大量地泪水顺着眼角滑落而下,渗入鬓发之间,很快变作冰冷,无尽无休。
“哈哈,你为什么不杀了我,为什么不杀了我?可悲啊……这么多年了,我为你付出多少,我对你是否真心,你竟然一点也不知道……还是,还是根本,根本不愿意承认?我真是傻……哈哈哈……真是傻到家了,居然爱上了你这么一个自私冷酷的家伙,我这是不是自找的,是不是该死?……”在极度的悲怆下,我又哭又笑,恍若梦呓般地自言自语着,直到嗓子干哑,咳嗽出混合着血丝的沫子来,沾染在白皙的手背上,格外刺眼。
我很想离开这个让我伤透心的地方,然而我往哪里去?他又怎么会放我走?这世上有一种偏执的人,他重视的东西,即使已经毁坏了,也要死死地继续占有着,不肯把它抛弃。

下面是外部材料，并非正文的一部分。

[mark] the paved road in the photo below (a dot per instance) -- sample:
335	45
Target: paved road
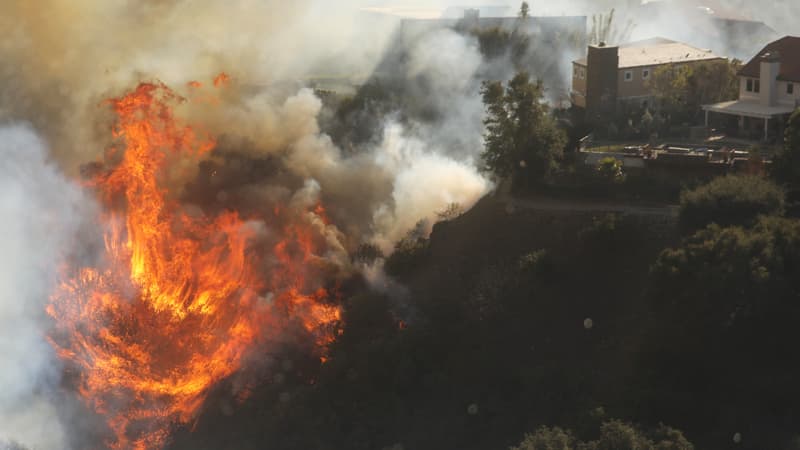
573	205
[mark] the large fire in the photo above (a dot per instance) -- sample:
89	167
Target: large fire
177	300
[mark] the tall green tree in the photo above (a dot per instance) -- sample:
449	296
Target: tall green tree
522	139
606	30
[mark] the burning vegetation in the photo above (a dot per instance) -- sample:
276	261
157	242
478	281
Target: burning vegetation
178	298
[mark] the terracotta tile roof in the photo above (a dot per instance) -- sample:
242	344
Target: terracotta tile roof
788	51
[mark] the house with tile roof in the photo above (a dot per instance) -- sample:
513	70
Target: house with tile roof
769	91
610	75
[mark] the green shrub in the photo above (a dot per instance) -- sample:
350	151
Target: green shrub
730	200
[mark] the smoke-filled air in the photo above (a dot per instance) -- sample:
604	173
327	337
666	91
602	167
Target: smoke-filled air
361	224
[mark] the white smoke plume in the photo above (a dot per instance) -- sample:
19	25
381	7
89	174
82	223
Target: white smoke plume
41	213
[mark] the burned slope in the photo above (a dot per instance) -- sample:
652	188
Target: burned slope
510	319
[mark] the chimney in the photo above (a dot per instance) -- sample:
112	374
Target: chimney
602	68
770	68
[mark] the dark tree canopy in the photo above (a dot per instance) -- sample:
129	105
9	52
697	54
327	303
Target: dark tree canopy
786	166
522	140
614	435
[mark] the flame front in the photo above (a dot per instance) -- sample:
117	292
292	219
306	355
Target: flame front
174	304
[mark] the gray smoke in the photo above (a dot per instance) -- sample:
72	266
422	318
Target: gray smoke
41	213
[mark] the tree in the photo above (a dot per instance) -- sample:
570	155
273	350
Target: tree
524	10
681	90
730	200
610	171
522	139
785	167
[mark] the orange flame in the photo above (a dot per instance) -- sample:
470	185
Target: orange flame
174	306
221	79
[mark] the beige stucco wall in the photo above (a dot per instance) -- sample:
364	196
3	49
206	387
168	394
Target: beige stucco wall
786	98
636	87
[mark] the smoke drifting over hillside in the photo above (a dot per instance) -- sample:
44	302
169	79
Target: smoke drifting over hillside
42	213
61	60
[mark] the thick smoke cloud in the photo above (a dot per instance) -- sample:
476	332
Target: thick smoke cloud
41	213
62	59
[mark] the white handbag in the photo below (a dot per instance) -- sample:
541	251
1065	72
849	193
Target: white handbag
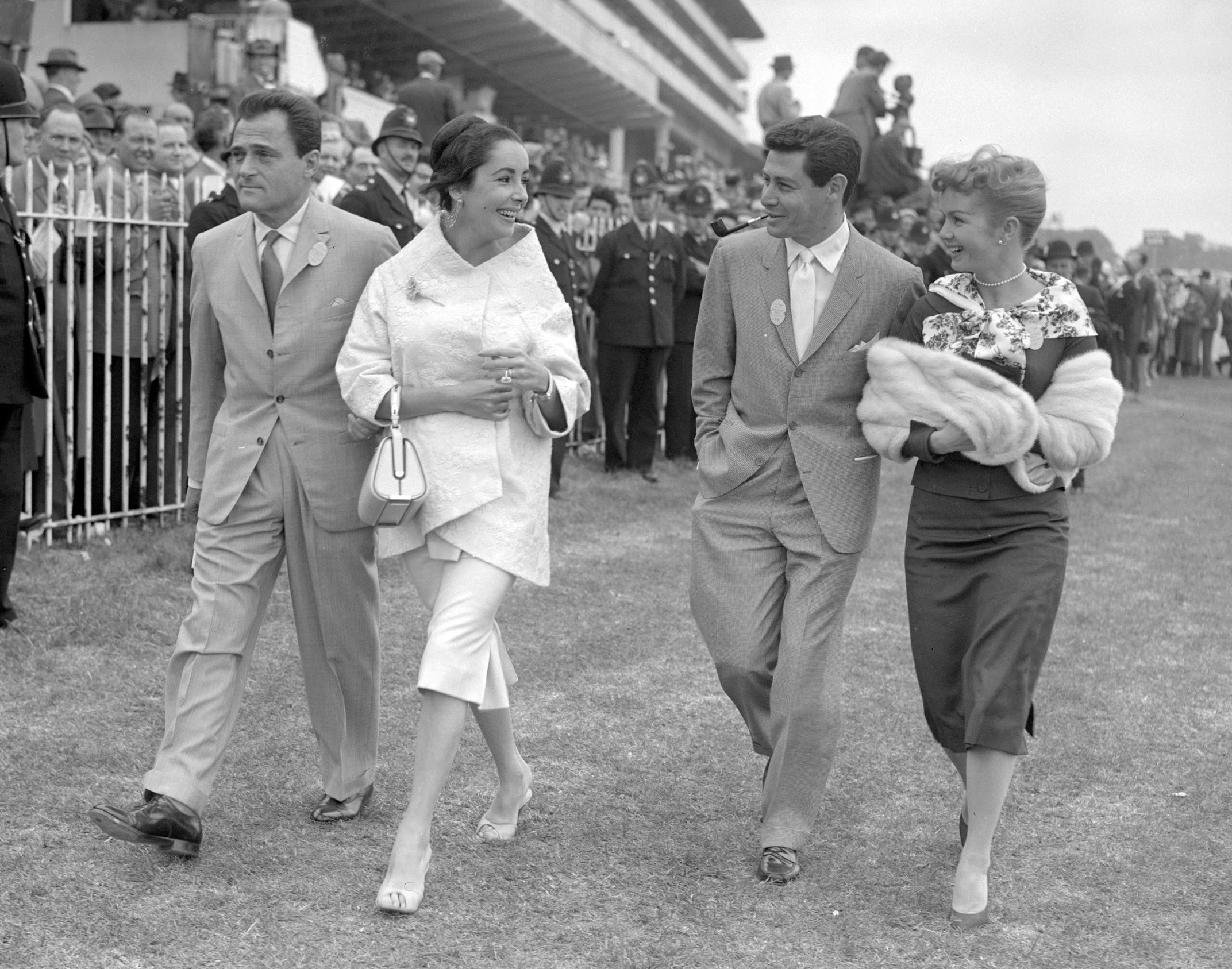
395	487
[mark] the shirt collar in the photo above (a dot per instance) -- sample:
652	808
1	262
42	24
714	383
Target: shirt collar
288	230
828	252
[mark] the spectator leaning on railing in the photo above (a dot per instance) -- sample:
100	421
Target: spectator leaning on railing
126	189
21	379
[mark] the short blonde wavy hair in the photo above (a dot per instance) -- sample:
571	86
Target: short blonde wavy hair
1011	185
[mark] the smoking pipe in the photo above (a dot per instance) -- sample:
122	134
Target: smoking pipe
720	228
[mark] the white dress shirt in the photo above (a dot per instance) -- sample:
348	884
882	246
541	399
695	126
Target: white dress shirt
286	242
821	270
283	249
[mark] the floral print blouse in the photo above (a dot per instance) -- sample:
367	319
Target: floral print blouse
1002	337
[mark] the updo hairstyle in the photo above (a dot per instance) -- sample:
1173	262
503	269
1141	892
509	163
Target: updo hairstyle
460	148
1010	185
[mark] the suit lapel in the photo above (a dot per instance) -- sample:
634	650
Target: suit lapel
312	230
245	253
847	289
774	287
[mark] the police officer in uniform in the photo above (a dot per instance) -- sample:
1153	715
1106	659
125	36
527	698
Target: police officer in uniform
386	198
555	194
679	420
640	284
21	372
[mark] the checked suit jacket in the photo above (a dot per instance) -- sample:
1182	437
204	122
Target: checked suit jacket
750	388
245	376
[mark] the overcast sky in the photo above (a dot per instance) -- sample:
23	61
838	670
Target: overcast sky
1126	105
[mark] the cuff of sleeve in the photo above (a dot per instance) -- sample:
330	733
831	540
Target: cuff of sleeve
917	443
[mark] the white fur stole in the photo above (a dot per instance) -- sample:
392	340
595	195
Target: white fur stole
1075	420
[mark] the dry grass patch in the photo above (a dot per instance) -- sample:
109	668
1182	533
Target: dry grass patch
638	847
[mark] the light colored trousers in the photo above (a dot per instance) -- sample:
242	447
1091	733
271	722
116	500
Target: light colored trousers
333	582
465	655
768	593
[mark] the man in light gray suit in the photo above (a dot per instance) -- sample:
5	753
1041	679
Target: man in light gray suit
789	485
274	477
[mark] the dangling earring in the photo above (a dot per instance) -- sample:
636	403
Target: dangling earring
449	218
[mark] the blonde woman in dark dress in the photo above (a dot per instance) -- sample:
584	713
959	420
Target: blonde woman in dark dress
996	386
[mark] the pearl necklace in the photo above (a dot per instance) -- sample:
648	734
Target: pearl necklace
990	286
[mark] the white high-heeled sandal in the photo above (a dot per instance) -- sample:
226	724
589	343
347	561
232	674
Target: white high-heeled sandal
401	901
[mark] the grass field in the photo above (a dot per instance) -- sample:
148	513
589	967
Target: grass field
640	844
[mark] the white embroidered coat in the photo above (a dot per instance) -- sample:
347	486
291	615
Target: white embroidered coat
422	322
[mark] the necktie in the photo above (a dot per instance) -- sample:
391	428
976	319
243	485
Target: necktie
271	275
803	299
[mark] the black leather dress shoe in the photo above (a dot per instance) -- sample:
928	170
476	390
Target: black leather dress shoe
158	821
777	864
329	809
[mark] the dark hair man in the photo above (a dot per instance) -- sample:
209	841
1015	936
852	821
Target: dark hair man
789	485
433	101
272	476
63	73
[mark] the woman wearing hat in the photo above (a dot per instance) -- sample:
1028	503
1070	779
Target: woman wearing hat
469	324
996	386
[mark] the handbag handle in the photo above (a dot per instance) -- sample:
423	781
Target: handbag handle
399	458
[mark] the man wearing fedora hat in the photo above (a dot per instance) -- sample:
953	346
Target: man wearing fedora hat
775	102
1062	260
433	101
21	371
679	419
387	198
556	191
63	73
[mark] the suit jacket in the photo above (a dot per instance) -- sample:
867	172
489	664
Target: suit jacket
433	101
638	287
695	284
378	201
245	379
752	391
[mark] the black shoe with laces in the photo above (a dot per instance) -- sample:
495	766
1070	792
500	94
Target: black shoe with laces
158	821
777	864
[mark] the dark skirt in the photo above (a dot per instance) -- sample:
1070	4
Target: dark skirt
983	585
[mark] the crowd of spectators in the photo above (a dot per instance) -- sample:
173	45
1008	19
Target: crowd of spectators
1153	321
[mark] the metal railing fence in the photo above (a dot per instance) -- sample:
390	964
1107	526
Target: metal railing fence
109	259
109	262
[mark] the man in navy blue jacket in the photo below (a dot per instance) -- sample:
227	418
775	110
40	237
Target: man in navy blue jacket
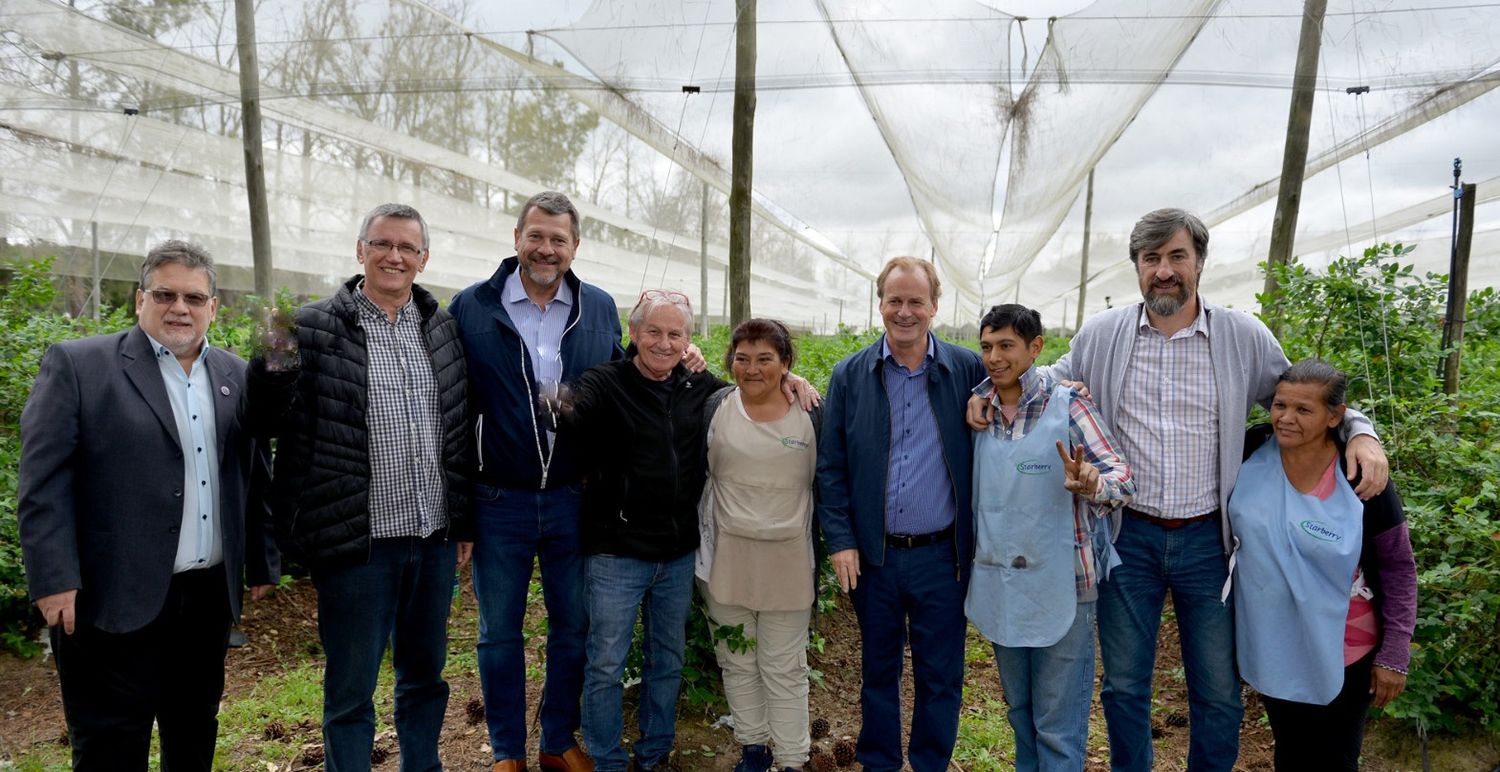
527	330
894	468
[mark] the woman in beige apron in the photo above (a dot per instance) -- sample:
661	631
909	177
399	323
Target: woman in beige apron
755	559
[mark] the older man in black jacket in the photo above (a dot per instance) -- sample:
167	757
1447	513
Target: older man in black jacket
371	484
138	522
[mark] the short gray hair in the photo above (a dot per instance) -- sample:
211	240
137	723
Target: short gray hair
1158	227
183	254
654	299
552	203
401	212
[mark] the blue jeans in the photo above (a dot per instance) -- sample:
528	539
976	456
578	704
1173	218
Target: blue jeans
915	591
515	528
662	592
1049	690
402	597
1190	562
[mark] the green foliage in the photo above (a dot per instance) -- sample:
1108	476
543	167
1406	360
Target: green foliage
1382	324
27	326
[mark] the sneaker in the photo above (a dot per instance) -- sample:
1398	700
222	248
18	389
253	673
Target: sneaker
663	765
753	759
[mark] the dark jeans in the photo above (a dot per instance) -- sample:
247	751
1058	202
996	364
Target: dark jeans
917	591
402	597
1323	736
170	672
1188	562
618	591
515	529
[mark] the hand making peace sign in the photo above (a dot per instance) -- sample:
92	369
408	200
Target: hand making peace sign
1080	477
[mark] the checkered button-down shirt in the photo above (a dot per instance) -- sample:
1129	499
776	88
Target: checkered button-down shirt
404	423
1116	484
1167	420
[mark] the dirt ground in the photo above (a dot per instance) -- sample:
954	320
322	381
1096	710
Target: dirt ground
284	630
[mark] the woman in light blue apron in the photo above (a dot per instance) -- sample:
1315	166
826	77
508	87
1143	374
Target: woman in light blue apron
1035	568
1325	585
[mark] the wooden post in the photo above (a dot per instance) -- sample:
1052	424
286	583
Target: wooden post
1458	290
98	287
743	164
702	267
1295	156
251	135
1083	264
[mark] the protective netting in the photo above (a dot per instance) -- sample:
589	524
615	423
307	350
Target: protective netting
882	128
344	132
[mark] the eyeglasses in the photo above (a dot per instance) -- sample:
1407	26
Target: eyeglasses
167	297
380	248
671	296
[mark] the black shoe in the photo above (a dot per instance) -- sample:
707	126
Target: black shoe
753	759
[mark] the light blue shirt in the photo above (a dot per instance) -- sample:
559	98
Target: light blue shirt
918	492
540	329
200	543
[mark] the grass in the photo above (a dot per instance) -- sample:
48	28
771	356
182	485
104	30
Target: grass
984	735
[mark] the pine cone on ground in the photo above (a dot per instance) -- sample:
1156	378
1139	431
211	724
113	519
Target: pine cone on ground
843	753
474	709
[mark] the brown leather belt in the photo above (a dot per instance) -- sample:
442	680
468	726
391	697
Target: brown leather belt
905	541
1170	523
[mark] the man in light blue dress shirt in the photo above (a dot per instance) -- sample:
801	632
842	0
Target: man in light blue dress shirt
138	520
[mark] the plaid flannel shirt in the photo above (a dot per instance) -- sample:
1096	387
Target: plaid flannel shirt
1116	484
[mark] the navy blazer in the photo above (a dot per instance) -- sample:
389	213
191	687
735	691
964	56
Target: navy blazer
99	499
501	377
854	451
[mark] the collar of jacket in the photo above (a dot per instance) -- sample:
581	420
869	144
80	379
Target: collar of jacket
344	300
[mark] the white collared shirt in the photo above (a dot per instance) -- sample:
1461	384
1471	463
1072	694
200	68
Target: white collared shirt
200	540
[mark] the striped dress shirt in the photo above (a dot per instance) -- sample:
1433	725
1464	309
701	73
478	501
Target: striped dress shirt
918	492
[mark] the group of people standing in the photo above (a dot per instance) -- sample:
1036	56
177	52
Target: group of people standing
515	429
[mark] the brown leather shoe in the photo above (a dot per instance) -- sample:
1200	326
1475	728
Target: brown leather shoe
572	760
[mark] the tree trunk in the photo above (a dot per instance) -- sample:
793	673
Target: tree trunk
1295	158
743	144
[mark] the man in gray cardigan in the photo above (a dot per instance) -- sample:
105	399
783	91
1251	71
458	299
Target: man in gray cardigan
1175	378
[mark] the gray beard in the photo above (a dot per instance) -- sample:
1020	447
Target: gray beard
1167	305
539	282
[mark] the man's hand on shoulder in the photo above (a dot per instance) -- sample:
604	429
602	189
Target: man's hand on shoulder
800	390
57	609
1365	456
978	412
846	565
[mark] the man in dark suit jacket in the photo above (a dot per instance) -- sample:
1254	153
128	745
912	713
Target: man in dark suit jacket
137	520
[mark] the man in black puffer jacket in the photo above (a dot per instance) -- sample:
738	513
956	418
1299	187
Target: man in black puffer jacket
371	487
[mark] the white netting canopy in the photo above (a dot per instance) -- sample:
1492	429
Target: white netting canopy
951	129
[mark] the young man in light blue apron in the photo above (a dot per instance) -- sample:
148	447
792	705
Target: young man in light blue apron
1043	475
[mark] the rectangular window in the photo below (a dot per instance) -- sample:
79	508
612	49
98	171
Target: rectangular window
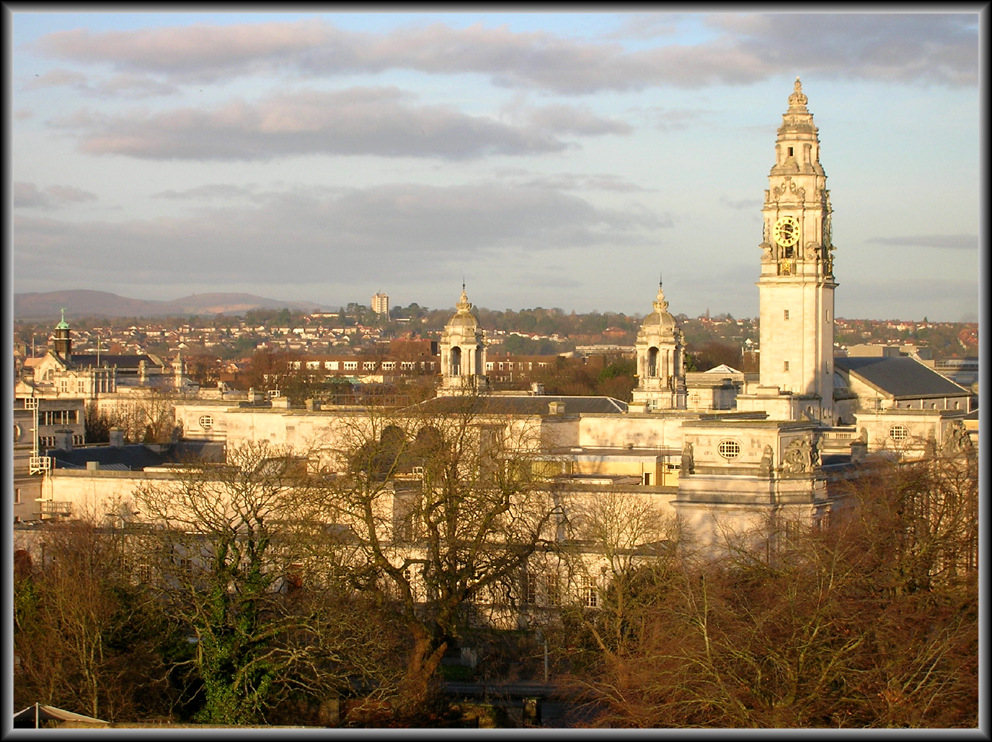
589	595
530	588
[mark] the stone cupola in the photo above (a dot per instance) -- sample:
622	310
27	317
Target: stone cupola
463	352
660	359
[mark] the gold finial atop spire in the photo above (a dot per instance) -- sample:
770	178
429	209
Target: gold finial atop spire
463	304
797	99
660	305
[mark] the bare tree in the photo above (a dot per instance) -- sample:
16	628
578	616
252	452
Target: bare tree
870	620
446	503
235	550
84	637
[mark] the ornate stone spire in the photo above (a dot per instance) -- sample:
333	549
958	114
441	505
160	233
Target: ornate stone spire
660	304
797	99
464	305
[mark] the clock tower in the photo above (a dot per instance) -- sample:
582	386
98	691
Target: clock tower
796	287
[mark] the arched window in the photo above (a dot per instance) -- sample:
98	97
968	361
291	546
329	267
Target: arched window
729	449
898	433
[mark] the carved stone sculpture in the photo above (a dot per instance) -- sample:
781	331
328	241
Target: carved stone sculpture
688	465
765	467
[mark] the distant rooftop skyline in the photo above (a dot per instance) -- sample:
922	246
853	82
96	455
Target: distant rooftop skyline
549	159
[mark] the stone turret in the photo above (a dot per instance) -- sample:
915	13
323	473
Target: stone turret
61	339
660	360
463	352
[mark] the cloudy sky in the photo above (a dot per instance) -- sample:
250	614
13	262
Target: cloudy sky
549	159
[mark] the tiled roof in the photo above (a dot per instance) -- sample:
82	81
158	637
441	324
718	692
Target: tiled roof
900	377
499	404
107	360
133	457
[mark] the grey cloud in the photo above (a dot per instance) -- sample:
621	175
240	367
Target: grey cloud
56	78
925	47
207	192
744	203
121	86
576	182
564	119
646	26
133	86
377	233
358	121
944	241
28	195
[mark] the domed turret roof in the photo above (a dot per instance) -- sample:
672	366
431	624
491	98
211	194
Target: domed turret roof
463	317
660	316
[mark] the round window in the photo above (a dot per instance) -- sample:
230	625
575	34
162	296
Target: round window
729	449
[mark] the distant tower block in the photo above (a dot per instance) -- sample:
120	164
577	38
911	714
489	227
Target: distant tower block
380	304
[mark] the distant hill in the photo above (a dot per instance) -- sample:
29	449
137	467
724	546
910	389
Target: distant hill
82	303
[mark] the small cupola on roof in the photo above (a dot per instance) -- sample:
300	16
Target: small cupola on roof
61	339
463	317
660	316
463	352
660	360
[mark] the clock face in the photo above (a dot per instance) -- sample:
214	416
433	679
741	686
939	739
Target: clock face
786	231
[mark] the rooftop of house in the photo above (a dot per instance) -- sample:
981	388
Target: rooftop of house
900	376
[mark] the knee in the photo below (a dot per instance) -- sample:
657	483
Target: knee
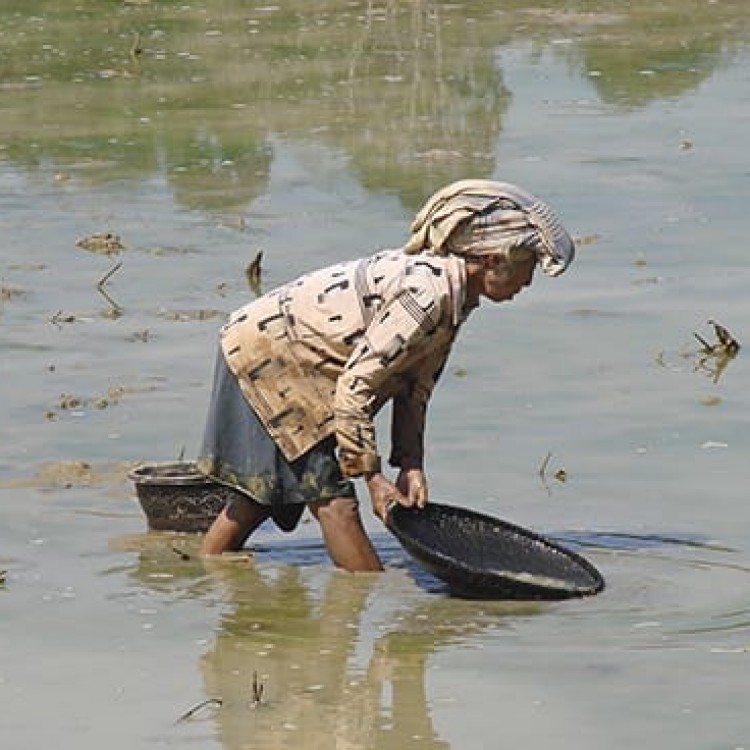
339	511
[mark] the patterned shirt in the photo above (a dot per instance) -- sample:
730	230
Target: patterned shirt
322	354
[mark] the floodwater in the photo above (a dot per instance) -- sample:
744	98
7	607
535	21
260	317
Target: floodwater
198	134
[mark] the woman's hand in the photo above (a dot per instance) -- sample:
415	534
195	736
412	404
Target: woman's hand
383	493
412	483
410	490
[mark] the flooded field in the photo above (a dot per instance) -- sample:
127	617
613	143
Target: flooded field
150	150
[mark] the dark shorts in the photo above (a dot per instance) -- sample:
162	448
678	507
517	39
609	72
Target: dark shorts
238	451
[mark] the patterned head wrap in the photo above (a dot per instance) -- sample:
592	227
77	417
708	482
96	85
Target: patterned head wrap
478	217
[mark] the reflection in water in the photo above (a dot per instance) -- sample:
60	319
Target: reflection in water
411	93
326	683
337	669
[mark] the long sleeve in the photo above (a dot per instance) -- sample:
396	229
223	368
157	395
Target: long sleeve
390	360
408	420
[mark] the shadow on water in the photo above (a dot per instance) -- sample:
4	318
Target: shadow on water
303	653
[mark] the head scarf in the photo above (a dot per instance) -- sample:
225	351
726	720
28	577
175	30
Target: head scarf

多尔衮虽然拂袖而去,却想必已经吩咐外面的侍卫将这里牢牢看管起来,不准我出帐一步,我又如何逃离?其实,我们完全不必到了这种地步,一切都可以好好谈谈的,平心静气下来,有什么矛盾不能解决的呢?我想这样,多尔衮又何尝不想这样?如果不是被强烈的醋意冲昏了头脑,他从来就不是一个无可理喻的偏执狂;如果不是被我突然间的那记耳光激怒,他又怎么会在片刻间无法控制自己的双手?从他刚才误以为我死在他手下时的眼神就可以看出来,他对我有多么在乎,多么重视。
假如我真的死了,恐怕他心中的天空,就在陡然间坍塌了一半吧?每个人心中都有一种魔,被下过最灵验的诅咒后潜伏在人类灵魂最深处,在最恰当的时机,陡然冒出来,无情地控制着人的思维,无情地牵扯着他向毁灭的边缘走去。
不看到两败俱伤的惨烈结局,它是不会善罢甘休的。
如今,我和他,是不是都被这邪恶的魔鬼给牢牢地控制住了呢?然算他真心爱我,又能如何呢?我要的爱是那种倾心相留的;是可以在患难时互相扶持,在安乐时幸福相依的。
而不是这样患得患失,如履薄冰。
整日看着他那怀疑的眼神在四处闪烁,看着他嫉妒地怒火在熊熊燃烧。
这样的爱,太过激烈,就像一把双刃剑,在伤害了他人的同时,也伤害了自己。
其实从我们相遇的那一刻,就根本是个错误,只不过一直错到现在才猛然发觉罢了。
如今醒悟。
是不是晚了点?我静静地躺在地上。
呆呆地望着顶棚。
任凭泪水肆意横流,将青丝云鬓,浸湿了一次又一次……其实东青早就醒了,然而却没有办法出帐一步,他明白,这是父亲为了防止他“贼心不死”,悄悄地跑去给母亲报讯。
所以才特别吩咐侍卫们将他看护严密。
或者,父亲不希望他这个小孩子过早地卷入大人间的恩怨纷争,也算是为了他好吧。
然而他却始终无法放下心来,似乎有点不祥的预感。
按照时间来推算,宴席也该结束了,可是父亲还没有回来,是不是真的去找母亲摊牌去了?在提心吊胆中,东青一直等了很久。
这才听到外面有了动静。
他知道这是父亲回来了。
连忙跑回去重新躺好,拉上被子来装睡。
可是,起初的动静之后。
就陷入了长久地寂静,没有一点声息。
东青心中好奇,于是蹑手蹑脚地下了床,悄悄地走到帐帘前,掀开一点缝隙,观察着外面地情景。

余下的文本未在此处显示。